Reşat Nuri Güntekin'in okuduğum ilk eseri olan bu kitapta bir köy okulunda öğretmenlik yapan Zehra ile tanışıyoruz. Okulu, öğrencileri için elinden geleni yapan ancak iş yaramaz öğrencilere gelince değişip; onlarla empati kurma, onları dinleme ve onlara acıma gibi duygularından tamamen uzak biri olan Zehra öğretmen, hayatının en büyük dersini alıyor belki de. Doğru bildiklerinin aslında birer yalnış olduğunu, inandıklarının birer yalan olduğunu acı bir şekilde öğreniyor.. Ve pişman oluyor ama ne yazık ki son pişmanlık fayda etmez.

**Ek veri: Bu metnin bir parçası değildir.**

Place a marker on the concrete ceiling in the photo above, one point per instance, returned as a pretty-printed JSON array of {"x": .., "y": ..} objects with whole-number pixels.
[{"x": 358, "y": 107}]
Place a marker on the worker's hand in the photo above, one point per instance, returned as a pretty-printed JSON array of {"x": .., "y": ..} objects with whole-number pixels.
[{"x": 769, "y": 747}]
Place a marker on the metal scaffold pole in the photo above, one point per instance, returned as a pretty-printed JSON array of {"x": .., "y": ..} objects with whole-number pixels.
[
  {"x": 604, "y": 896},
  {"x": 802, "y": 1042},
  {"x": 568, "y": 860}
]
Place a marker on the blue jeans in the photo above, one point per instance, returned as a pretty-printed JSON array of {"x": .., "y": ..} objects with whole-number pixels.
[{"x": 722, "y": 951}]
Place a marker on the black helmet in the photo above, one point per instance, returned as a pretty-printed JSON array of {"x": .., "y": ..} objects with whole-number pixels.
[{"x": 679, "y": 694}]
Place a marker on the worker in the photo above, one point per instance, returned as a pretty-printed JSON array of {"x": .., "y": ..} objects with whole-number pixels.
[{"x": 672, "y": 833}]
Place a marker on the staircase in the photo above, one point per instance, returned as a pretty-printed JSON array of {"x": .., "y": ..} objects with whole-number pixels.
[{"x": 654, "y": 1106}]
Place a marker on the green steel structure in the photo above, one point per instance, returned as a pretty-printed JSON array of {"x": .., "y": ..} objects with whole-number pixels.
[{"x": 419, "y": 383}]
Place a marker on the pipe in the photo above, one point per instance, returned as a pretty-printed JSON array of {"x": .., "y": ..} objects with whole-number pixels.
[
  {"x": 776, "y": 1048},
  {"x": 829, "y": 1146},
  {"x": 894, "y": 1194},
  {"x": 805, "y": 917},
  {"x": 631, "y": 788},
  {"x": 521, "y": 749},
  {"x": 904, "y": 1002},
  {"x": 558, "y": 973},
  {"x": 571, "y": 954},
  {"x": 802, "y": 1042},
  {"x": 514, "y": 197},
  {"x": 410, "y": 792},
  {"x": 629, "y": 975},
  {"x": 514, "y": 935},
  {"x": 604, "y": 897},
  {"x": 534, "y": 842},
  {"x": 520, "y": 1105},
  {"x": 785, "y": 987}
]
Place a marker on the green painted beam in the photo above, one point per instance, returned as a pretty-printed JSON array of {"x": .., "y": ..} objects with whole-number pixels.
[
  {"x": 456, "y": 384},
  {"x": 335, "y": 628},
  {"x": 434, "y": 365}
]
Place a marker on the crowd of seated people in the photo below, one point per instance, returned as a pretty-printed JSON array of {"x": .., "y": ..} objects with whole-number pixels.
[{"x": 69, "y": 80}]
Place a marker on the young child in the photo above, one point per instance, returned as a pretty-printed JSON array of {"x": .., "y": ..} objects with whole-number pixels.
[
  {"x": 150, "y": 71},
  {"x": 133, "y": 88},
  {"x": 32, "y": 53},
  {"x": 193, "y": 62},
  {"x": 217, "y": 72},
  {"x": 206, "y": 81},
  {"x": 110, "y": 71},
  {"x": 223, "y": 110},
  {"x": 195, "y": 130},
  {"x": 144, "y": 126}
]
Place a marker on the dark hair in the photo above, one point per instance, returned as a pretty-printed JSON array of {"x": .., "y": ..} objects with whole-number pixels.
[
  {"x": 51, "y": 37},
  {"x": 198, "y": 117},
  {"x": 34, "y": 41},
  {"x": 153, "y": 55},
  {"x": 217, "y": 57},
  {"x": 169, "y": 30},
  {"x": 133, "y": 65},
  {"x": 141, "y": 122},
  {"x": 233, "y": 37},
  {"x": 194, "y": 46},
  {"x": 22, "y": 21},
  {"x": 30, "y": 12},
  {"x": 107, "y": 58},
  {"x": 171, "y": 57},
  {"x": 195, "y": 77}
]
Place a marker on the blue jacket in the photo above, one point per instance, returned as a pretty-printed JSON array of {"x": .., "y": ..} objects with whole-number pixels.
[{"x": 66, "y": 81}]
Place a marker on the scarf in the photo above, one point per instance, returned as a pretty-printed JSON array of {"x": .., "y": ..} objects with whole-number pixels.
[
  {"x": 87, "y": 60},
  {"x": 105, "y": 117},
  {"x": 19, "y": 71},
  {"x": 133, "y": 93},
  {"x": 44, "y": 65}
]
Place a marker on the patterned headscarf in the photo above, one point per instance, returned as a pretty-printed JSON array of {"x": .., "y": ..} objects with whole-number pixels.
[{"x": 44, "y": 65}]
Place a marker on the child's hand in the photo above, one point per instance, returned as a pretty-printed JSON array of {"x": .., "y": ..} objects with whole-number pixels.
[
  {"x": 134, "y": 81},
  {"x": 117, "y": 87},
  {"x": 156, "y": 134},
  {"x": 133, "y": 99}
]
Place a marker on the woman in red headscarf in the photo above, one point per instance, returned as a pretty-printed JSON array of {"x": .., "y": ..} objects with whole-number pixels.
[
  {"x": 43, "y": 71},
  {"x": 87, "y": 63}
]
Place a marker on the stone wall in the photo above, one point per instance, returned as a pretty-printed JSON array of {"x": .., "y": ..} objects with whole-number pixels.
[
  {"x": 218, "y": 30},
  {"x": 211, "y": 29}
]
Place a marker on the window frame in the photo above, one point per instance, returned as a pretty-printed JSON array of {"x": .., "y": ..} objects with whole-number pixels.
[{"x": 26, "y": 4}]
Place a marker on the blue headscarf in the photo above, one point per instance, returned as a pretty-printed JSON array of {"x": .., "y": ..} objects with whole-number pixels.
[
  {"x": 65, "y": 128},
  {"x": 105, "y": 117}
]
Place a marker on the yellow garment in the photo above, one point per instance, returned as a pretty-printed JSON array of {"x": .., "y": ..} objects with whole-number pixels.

Hani Mevlana der ya; "Benim hayatımı yargılamadan önce, benim ayakkabılarımı giy ve benim geçtiğim yollardan, sokaklardan, dağ ve ovalardan geç. Hüznü, acıyı ve neşeyi tat. Benim geçtiğim senelerden geç, benim takıldığım taşlara takıl. Yeniden ayağa kalk ve aynı yolu tekrar git, benim gibi. Ancak ondan sonra beni yargılayabilirsin." Bu söz kitabın konusunu hemen hemen çok güzel bir şekilde özetlemiş diyebilirim. Ve herkesin ön yargılı olmadan önce bu sözü aklına getirmesini isterim. Çünkü kitap ön yargılar üzerinden kayıp giden bir çöküşün hikayesini ele alıyor.
Aslında kitabı birkaç güne yayacaktım sonra kitabın ve bugünün bir anlamı olduğu için bugün bitirmek ve incelemesini girmek istedim.. Son olarak kitabı okurken hiç sıkılmadım çok güzel bir kitap, beğendim. Okumanızı tavsiye ederim. :)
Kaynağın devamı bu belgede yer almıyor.